Better investments are locked side-gates and a visible security camera eyeing up the gate.
It is however worth having your front door lock anti-snap/bump – there are videos of how a thief can quickly open a door using a vibrating sex-toy and lock-pick to open an old style door in a manner and time which makes it look as though he has been given a key. These are normally opportunistic thieves who just happen to see a family taking off for their weekly shop. They often leave very little mess and are selective in only taking small high value things which tends to delay theft discovery until they are in the next town/county.
June 2, 2017 at 5:12 pm #8381JCD – my point is that it’s already been done better! This was a bunch of amateurs. They couldn’t learn the lessons from those that went before them.
But the NRA and UK Gov would have you believe it was a nation state. Would you rather only they were allowed to comment?
June 2, 2017 at 6:32 pm #8386JCD – my point is that it’s already been done better! This was a bunch of amateurs. They couldn’t learn the lessons from those that went before them.

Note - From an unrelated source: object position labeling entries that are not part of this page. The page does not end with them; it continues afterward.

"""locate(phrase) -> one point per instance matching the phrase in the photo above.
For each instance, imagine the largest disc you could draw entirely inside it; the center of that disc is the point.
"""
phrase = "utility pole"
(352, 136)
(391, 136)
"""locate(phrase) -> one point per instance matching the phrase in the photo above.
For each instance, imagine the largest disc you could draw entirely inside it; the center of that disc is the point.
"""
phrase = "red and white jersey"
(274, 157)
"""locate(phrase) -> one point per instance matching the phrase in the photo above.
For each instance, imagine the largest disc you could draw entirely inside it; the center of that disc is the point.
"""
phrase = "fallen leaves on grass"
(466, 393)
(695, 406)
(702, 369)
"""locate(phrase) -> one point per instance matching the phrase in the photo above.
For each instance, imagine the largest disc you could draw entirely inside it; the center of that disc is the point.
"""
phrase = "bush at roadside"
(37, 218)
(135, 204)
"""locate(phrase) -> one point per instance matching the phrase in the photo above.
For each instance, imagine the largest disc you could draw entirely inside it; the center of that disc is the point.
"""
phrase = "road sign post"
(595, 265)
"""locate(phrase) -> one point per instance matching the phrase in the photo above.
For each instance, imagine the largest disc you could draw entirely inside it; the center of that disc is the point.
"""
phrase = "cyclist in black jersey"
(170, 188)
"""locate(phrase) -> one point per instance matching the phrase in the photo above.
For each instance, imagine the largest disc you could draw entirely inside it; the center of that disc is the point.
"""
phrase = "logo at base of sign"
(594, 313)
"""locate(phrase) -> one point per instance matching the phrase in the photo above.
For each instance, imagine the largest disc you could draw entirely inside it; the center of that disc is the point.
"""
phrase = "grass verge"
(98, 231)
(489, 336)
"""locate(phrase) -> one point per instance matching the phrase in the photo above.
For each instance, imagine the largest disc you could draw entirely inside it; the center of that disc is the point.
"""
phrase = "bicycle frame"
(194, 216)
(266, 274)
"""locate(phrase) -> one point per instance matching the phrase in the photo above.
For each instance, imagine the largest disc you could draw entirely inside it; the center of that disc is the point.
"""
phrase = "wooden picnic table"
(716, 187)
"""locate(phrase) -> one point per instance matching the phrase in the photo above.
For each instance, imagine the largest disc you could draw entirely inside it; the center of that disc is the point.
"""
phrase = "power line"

OK – see where you’re coming from:)
But the NRA and UK Gov would have you believe it was a nation state. Would you rather only they were allowed to comment?
Most definitely NOT!!:( Wouldn’t trust either.
June 2, 2017 at 8:32 pm #8404Some years ago, a Traffic Sergeant mate told me that the most secure street to live in, was a cul-de-sac with nosy neighbours. At the time we lived on the longest street in our old village. The pit had closed, there was no work and burglaries were rife: my lad had his car nicked. It was recovered, minus an expensive audio which was taken by ripping out the whole centre console. That was one of the reasons why we moved here and I actually now live at the closed end of a cul-de-sac. When I moved here, I phoned my old mate, by then retired, and told him that I had found a cul-de-sac to live in. The Close was Sheltered Housing until this year: the government has decreed that Sheltered Living no longer exists and gradually others are moving in, but we still have the nosy neighbours I’m glad to say. Some of them are insomniacs and are up, lights bazing and TV’s on, at all hours.
To my mind, that’s a deterrent, as is the fact that this village has a great community spirit and we all look out for each other.